Voluto da D. João I in offerta alla Vergine per la vittoria portoghese nella battaglia di Aljubarrota del 1385. Visitatelo e fate un viaggio nella storia e nell’arte del Portogallo.
Cominciate dalla Capela do Fundador, dove riposa con la moglie, D. Filipa de Lencastre in una tomba monumentale, accanto ad alcuni dei loro figli, tra cui l’Infante D. Henrique, il Navigatore.
Nel chiostro reale, attraverso i rami, le foglie, i fiori e i frutti di pietra che riempiono gli archi, scoprite nei simboli del re D. Manuel I, la croce di Cristo e le sfere armillari, lo stile manuelino così profondamente portoghese.
La fama della Sala do Capítulo è dovuta alla sua meravigliosa volta, priva di qualsiasi appoggio centrale, tra le più audaci dell’architettura gotica europea, tanto da aver ispirato la leggenda secondo cui il suo architetto, Afonso Domingues, avrebbe dormito per tre giorni sotto ad essa, per provare che non sarebbe crollata.

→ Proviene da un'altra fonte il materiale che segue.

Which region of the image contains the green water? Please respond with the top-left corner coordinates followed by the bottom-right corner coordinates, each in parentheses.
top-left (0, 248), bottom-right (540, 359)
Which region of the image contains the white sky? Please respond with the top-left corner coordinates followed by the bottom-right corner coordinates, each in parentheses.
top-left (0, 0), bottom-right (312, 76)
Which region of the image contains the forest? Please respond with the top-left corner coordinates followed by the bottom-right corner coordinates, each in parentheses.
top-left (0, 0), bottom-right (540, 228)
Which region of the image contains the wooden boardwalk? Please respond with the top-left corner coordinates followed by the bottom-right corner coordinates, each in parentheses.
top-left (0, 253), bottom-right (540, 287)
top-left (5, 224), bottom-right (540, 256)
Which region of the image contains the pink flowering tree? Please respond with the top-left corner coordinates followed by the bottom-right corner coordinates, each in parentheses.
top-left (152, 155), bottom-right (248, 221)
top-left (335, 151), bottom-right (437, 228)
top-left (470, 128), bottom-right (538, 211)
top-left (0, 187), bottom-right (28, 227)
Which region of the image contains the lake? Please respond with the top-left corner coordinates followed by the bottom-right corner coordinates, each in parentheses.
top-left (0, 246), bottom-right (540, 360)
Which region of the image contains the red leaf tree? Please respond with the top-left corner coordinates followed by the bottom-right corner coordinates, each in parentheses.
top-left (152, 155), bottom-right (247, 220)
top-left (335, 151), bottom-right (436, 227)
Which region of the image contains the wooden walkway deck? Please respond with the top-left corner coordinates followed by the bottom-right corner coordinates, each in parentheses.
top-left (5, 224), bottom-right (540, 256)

Dietro alla chiesa sorge una bizzarra struttura, monumentale e opprimente, che si prolunga nell’infinito del cielo: sono le Capelas Imperfeitas, mai terminate. In questo spazio sorge anche un’altra opera prima dello stile manuelino: un portale costituito da una successione di archi e colonne molto sottili e minuziosamente decorate, un monumento che vi sarà impossibile dimenticare.